I can only use tools that are available on Usegalaxy.org Europe Site. BBmap on there will only do FASTQ

Does Minimap2 align the contigs to a minimum percentage, or is there just an assumption that whatever contig it maps is correct??? I have heard that can be used, but I didn't see anything about a minimum percentage. I have also heard that I can use Minimap2 to map reads to the contigs in order to get a concentration.

Overall yes, I want to have complete confidence in my results. The last thing I want to do is present my findings, and not be correct. It also proved my hypothesis that Host removal was actually removing NF001 reads.

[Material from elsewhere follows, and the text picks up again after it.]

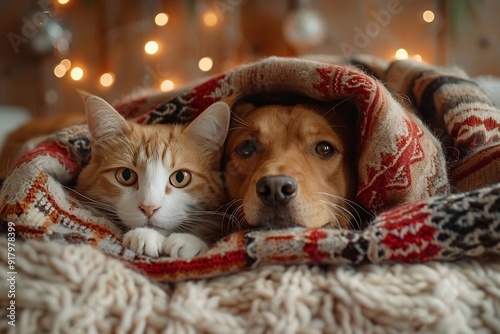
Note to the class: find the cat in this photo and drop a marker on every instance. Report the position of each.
(162, 181)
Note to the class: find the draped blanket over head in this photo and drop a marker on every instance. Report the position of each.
(405, 174)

Like I said, it's been complicated. Depending on what online service I ran my reads through, because NF001 is not in their database. One site marked them at Mycobacterium Leprae, one Mycobacterium Tuberculosis Oman strain, one Plasmodium Ovale, Kraken2 with the Core_nt database a wide range of species against chopped up reference sequence. The Reference NF001 actually does match with these various species, but generally only a small region for each. I won't know if Plasmodium Ovale is actually present until I nail down the NF001 reads. Once I have these two species nailed down, I will just have an online platform do the analysis without these reads.

One question about Minimap2, my issue with it was that my mapped reads contained both pairs and singles, I assume I can't use mixed pairs and singles as input for Metaspades?

I have actually been working on this for about 2 years (not all samples), I only stumbled onto the Naegleri Fowleri NF001 about 4 months ago. It was the first reference that I found that actually mapped well to all of the samples, and it fit that all of the other species I was trying to chase down only had minimal mapping. I have started and restarted from RAW reads numerous times.